The Department of Education is notoriously bad at answering freedom of information requests, even being put under special monitoring by the information commissioner’s office in December last year because of past inadequacies in answering queries. So it’s doubly impressive that Janet Downs, a retired teacher and campaigner who is part of the Local Schools Network, not only managed to get an answer from them, but also extract an excruciating confession about what passes for “evidence” in Michael Gove’s department.
Querying a claim made in article in the Mail on Sunday titled “I refuse to surrender to the Marxist teachers hell-bent on destroying our schools: Education Secretary berates ‘the new enemies of promise’ for opposing his plans“, Downs asked for the background to Gove’s claim that:
Survey after survey has revealed disturbing historical ignorance, with one teenager in five believing Winston Churchill was a fictional character while 58 per cent think Sherlock Holmes was real.
The department revealed that the main claim sources from a survey “commissioned and conducted by UKTV Gold”, and that the other surveys referred to include:
- a survey of 2000 11 to 16 year olds by Premier Inn;
- a study commissioned by Lord Ashcroft of 1000 children aged 11 to 18 to mark the unveiling of the Bomber Command Memorial in London;
- a report by Professor Robert Tombs for think-tank Politeia;
- an article by London Mums Magazine;
- research carried out by the Sea Cadets to mark the anniversary of the Battle of Trafalgar.
That last survey was linked, by the Department of Education, to an article in the Telegraph, rather than the initial survey.

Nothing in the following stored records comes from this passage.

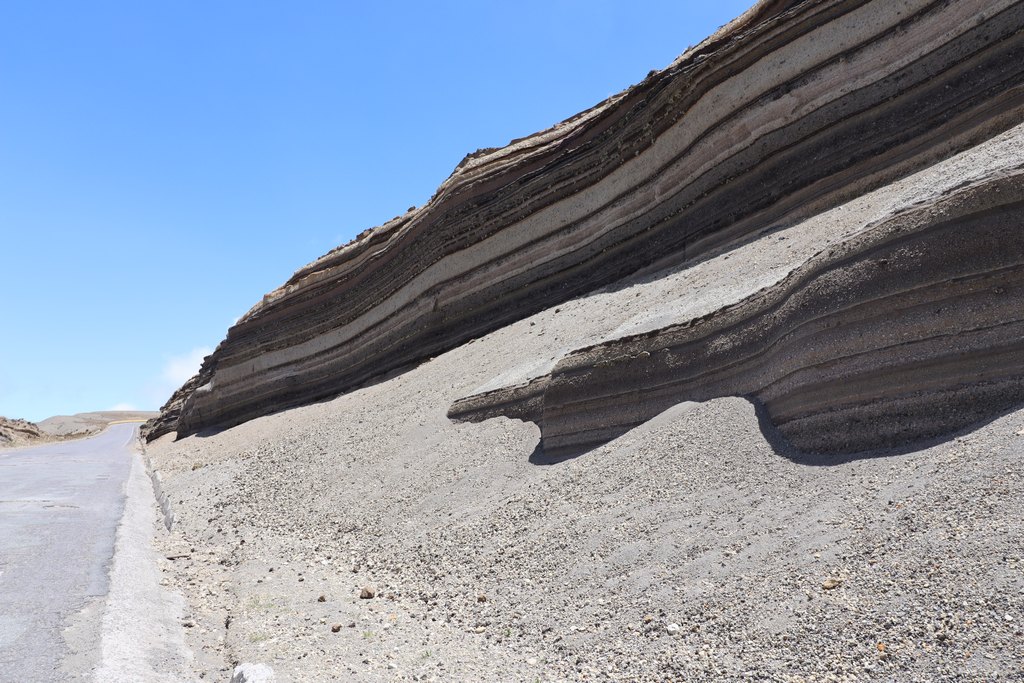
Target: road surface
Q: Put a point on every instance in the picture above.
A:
(59, 508)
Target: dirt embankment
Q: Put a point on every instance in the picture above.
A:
(22, 432)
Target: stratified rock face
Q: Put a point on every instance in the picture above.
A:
(793, 109)
(18, 432)
(910, 329)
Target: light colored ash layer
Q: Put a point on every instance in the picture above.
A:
(691, 519)
(786, 113)
(910, 329)
(798, 568)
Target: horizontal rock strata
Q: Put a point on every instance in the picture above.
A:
(791, 110)
(908, 330)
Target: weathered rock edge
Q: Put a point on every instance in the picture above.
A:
(790, 110)
(909, 330)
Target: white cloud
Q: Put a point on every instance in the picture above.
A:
(179, 369)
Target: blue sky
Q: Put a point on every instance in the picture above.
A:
(165, 164)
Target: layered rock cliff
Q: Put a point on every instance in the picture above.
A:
(791, 111)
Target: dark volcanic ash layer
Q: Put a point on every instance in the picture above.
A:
(791, 110)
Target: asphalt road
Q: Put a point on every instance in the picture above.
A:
(59, 508)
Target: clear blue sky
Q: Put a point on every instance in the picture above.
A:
(165, 164)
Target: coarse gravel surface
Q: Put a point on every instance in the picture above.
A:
(697, 547)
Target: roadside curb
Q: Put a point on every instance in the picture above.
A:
(163, 500)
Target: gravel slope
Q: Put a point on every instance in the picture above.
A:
(695, 547)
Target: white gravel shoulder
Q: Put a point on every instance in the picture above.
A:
(696, 547)
(142, 623)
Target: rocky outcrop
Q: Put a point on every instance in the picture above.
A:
(793, 109)
(909, 329)
(18, 432)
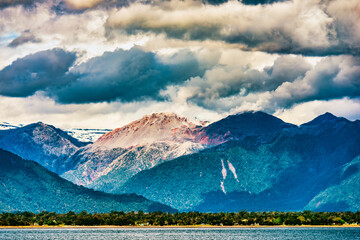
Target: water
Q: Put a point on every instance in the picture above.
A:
(181, 233)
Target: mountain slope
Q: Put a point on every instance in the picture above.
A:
(242, 125)
(27, 186)
(284, 172)
(42, 143)
(157, 138)
(343, 196)
(140, 145)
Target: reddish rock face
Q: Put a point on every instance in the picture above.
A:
(152, 128)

To be clear, five of the six “surveys” cited by the Department of Education in backing up a claim by a cabinet minister were PR-commissioned puff-polls. They were commissioned, not to find out information in a trustworthy and repeatable manner, but to ensure that stories about UKTV Gold, Premier Inn, the Sea Cadets , Bomber Command Memorial and “teacher-set exam revision service” Education Quizzes found their way into UK papers. Some of them may additionally be respectable polling – the Lord Ashcroft poll around Bomber Memorial Command uses a nationally representative sample, non-leading questions, and face-to-face interviews, for instance – but it’s the sort of thing which normally rings alarm bells.
The last cited survey isn’t a survey. It’s a pamphlet on “Freedom, Aspiration and the New Curriculum” from think-tank Politeia. While it agrees with Gove’s conclusion, it is hardly a primary source (an ironic distinction to have to make in a discussion about history teaching).
If this the sort of information which is revealed when the Department of Education responds to freedom of information requests, it’s becoming clearer why they so rarely do it.